Patrick Van Dreden, Aurelie Rousseau and Grigoris Gerotziafas
Diagnostica Stago, France
Haematology Tenon Hospital, France
Posters & Accepted Abstracts: J Blood Disord Transfus
DOI: 10.4172/2155-9864-C1-026
Abstract
Introduction: The hypercoagulable state of malignancy occurs due to the ability of tumor cells to activate the coagulation system. The prominent role is attributed to exposure of tissue factor (TF) and procoagulant phospholipids (PPL) by the tumor cell. We recently showed that contact of human plasma with pancreas adenocarcinoma cells (BXPC3) or breast cancer cells (MCF7) enhances thrombin generation (TG). We demonstrated that the procoagulant activity of the cancer cells alone was not sufficient to induce hypercoagulability. We analyzed the specific procoagulant role of microparticles (MVs) originate from the cancer cells and we estimated their association with cancer cells for cancer induced hypercoagulability. Methods: BXCP3 and MCF7 cells were cultured in 96-well plates. Primary human umbilical vein cells (HUVEC) were used as normal control experiment. The CAT® assay (Stago France) was used to study TG of normal platelet poor plasma added in wells carrying (a) cancer cells, (b) cancer cells in presence of their respectively isolated MVs, or (c) MVs alone.TF activity (TFa) of cells and MVs was assessed with a specific clotting assay. Results: The TFa were found in abundant amounts BXPC3 cells, and BXPC3 MVs compared to MCF7 cells and MCF7 MVs. The HUVEC cells and HUVEC MVs showed TF activity comparable to a normal pool. Analytical data of TG is depicted in Table 1. Conclusions: This experiment showed that hypercoagulability induced by cancer cells is the resultant of the combination of the procoagulant properties of cancer cells with procoagulant elements of the plasma microenvironment. To the best of our knowledge, the present study showed for the first time that the inherent procoagulant properties of cancer cells are not sufficient to induce hypercoagulability and documents that procoagulant elements of the microenvironment, namely MVs are necessary elements for cancer induced hypercoagulability.
Biography

Patrick Van Dreden is a Head of Clinical Research Department and Prospective Research Manager at Diagnostics Stago.
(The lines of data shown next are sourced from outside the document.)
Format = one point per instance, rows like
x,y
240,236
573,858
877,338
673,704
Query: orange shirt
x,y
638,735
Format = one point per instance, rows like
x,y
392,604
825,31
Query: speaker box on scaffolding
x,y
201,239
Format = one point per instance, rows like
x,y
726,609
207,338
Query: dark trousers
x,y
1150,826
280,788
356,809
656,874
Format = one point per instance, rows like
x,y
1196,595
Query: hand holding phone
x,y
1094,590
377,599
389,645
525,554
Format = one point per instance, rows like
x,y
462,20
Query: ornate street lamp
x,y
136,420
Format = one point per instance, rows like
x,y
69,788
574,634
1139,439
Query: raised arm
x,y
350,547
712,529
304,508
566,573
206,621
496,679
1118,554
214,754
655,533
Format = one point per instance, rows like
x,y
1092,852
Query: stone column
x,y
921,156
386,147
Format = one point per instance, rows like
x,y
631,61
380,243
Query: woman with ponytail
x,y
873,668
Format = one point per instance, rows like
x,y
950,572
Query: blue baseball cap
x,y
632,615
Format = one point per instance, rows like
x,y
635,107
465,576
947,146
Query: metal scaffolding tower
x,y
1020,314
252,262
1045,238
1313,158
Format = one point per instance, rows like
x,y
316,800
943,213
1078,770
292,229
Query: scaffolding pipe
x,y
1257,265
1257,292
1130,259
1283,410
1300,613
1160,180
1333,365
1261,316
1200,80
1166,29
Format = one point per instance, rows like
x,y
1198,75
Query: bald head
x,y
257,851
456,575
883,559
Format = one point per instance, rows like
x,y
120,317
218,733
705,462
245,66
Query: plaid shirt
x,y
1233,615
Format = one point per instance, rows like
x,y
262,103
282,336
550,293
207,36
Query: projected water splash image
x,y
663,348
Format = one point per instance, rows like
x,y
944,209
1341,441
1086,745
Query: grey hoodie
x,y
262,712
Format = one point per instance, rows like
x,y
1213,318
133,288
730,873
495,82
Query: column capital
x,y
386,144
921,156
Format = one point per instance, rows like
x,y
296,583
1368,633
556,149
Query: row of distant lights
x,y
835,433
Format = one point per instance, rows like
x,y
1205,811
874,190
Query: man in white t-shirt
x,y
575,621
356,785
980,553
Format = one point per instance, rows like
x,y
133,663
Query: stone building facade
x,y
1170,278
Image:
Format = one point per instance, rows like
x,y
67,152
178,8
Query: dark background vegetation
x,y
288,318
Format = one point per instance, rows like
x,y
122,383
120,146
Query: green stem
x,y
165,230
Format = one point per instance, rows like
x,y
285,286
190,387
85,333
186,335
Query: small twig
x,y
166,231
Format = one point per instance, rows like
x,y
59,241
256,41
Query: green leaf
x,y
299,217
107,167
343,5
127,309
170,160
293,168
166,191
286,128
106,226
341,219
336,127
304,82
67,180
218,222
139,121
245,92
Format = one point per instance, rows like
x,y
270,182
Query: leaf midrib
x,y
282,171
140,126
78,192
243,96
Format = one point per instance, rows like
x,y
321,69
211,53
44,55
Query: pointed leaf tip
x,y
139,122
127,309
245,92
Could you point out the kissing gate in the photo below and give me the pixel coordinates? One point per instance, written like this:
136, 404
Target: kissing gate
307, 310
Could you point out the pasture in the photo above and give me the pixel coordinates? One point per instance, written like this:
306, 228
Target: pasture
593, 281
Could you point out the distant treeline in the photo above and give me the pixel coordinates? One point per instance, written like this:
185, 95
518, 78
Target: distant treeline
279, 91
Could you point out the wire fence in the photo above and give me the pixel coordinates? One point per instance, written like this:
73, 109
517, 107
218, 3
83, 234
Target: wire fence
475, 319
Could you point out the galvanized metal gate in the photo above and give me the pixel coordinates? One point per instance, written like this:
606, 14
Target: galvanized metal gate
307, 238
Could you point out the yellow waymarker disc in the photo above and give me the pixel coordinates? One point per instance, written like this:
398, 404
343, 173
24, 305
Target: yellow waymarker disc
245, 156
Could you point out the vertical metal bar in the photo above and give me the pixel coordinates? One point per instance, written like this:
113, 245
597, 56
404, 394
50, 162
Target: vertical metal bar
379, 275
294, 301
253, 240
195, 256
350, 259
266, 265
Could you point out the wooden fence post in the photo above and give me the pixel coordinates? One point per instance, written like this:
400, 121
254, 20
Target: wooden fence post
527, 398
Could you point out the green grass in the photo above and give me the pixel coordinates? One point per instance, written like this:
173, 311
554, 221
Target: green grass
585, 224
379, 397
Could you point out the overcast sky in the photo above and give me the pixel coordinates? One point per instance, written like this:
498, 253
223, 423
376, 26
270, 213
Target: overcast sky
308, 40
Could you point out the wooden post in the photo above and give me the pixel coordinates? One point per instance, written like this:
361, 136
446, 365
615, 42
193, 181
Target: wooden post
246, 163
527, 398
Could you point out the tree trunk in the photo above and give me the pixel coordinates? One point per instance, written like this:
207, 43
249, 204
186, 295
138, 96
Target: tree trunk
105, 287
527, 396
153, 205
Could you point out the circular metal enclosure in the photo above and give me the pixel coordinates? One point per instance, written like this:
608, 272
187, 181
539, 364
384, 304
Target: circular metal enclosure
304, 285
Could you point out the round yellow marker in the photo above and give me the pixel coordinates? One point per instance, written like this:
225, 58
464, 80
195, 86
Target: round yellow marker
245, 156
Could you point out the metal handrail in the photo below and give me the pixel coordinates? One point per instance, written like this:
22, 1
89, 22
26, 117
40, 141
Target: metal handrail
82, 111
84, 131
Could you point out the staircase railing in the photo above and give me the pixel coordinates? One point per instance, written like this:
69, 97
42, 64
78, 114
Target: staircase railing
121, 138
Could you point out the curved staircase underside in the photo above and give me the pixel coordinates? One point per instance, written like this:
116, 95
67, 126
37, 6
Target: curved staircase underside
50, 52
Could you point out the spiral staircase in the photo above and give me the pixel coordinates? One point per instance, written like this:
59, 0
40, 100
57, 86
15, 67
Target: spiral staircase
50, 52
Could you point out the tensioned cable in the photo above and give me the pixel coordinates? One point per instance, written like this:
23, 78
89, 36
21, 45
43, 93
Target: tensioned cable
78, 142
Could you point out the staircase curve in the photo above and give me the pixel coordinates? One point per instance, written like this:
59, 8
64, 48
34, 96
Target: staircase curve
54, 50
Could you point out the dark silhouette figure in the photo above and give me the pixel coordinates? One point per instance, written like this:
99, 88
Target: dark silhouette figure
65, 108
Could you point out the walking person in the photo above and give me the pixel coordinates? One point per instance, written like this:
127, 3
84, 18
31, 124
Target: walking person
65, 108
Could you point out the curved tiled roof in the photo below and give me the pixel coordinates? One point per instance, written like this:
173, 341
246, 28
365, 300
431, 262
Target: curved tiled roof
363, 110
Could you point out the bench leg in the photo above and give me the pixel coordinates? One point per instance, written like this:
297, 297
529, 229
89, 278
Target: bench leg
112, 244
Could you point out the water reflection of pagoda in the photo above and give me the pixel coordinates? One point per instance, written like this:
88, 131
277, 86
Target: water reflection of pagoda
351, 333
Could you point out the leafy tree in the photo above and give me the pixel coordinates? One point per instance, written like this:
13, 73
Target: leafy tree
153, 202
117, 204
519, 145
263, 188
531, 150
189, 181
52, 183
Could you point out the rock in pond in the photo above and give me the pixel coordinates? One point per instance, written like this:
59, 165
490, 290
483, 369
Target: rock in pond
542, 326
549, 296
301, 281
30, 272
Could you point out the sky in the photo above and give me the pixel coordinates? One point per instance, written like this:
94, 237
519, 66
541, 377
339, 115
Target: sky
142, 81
He has Degree of Hemostasis study: Pathogenesis and pharmacology of thrombosis. He is an International Member of Society of Haemostasis and Thrombosis, Member of the European Thrombosis Research Organization, Member of the Mediterranean League against Thromboembolic Diseases, Member of the American Society of Hematology and Member of International Academy of Clinical and Applied Thrombosis/Hemostasis.